Guerrilla marketing is heavily based on two concepts;

  • A statement can be made by a brand to a target audience through unexpected tactics.

  • These tactics can be actualized at little cost, hence the appeal of guerrilla marketing to smaller businesses and startups.

Guerrilla Marketing has gained popularity not only in standard, longer-term campaigns but especially in shorter-term marketing campaigns during events like conferences or trade shows. Due to their high-traffic nature and highly specialized audience, trade shows are an ideal opportunity to build relationships; Brand awareness is a key factor during these events.
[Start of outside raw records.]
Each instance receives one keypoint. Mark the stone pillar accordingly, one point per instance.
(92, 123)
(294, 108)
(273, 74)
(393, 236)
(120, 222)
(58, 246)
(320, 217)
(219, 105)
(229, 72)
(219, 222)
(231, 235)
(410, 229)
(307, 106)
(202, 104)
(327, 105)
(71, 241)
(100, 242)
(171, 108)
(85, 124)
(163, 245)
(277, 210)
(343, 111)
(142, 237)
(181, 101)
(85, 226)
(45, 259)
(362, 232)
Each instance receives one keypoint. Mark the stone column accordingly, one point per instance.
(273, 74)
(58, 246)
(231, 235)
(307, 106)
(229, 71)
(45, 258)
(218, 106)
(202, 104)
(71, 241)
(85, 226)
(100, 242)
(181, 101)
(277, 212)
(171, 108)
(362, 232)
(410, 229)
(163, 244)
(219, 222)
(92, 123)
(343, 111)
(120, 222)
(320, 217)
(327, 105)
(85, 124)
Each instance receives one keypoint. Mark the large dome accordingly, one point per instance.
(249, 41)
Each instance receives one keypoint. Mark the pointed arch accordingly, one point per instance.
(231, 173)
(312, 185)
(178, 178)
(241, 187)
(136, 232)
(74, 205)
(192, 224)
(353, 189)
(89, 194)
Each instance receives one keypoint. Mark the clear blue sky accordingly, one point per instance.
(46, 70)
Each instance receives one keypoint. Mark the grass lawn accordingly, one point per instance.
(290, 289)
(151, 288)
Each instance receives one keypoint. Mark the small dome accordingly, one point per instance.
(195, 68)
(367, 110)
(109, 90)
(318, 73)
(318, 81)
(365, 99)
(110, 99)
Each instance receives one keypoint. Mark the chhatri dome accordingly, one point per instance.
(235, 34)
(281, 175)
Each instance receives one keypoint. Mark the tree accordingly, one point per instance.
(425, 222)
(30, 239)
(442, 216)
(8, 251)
Being responsible for something as small as a water and snack giveaway to complimentary transportation can provide the ideal circumstances to double your booth traffic.
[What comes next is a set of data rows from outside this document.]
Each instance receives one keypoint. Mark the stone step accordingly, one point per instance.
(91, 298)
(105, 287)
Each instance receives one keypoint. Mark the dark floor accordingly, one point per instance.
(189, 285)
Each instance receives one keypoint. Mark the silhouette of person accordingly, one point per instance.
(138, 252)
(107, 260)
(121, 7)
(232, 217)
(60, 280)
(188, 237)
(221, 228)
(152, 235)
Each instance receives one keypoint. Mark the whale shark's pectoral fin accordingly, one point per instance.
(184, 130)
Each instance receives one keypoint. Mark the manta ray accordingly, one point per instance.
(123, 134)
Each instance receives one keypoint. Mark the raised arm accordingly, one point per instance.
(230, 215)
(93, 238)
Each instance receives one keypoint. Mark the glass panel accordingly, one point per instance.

Mixing and Matching to create a powerful campaign

Guerrilla marketing embodies the elements of surprise and creativity and can either be integrated with traditional tactics like billboard advertising, digital tactics, or a combination of all three to build out a custom experiential campaign. The importance of utilizing experiential tactics in guerrilla-centered campaigns is not to be overlooked.

Choosing your tactics

While choosing the tactics, you’ll be using to build out your campaign; it’s crucial to have a strong profile of your audience and have an accurate understanding of what type of campaign will best suit that audience. This profile dictates not only the design of ads and copy but also how experiential tactics, if any, will factor into the campaign. For example, if you’re considering implementing brand ambassadors into your campaign, how will they interact with your audience? Will they distribute giveaways, coupons, etc.?
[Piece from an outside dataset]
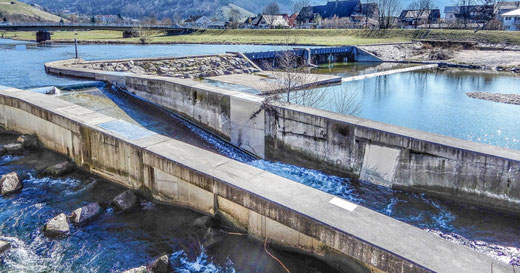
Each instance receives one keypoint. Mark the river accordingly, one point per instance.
(489, 232)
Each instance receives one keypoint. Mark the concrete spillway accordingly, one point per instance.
(180, 174)
(380, 153)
The best tactics to implement

When moving forward with Guerilla marketing, it’s best to consider tactics that are atypical. Tactics that are out of the ordinary are most likely to keep and hold audience members’ attention, as well as build your online presence if you integrate technology by advertising your company’s Facebook, Instagram or other social media. To implement guerrilla marketing tactics during trade shows, don’t just think about the space you have inside the venue. Choosing to expand your brand beyond the venue is where experiential marketing tactics shine. If your team members are spending most of their time making connections at the booth, it may be in your best interests to hire a team of Brand Ambassadors for the duration of the event.

Go Local

If you’re looking to stay within your budget without compromising quality, it will benefit you to find a company local to the city in which your event will be hosted. Buying directly from local media providers often eliminates a middle-man, which cuts costs and also makes the process easier. Also, booking with a local media company will make it easier to manage your campaign while attending an event, as well as make the delivery of any tactics or marketing materials simple.


Remember that by nature, guerrilla marketing tactics don’t have to use up your entire marketing budget. Creativity and spontaneity are key attributes when considering your guerrilla campaign, and you should also consider implementing experiential tactics to increase your brand’s value and presence.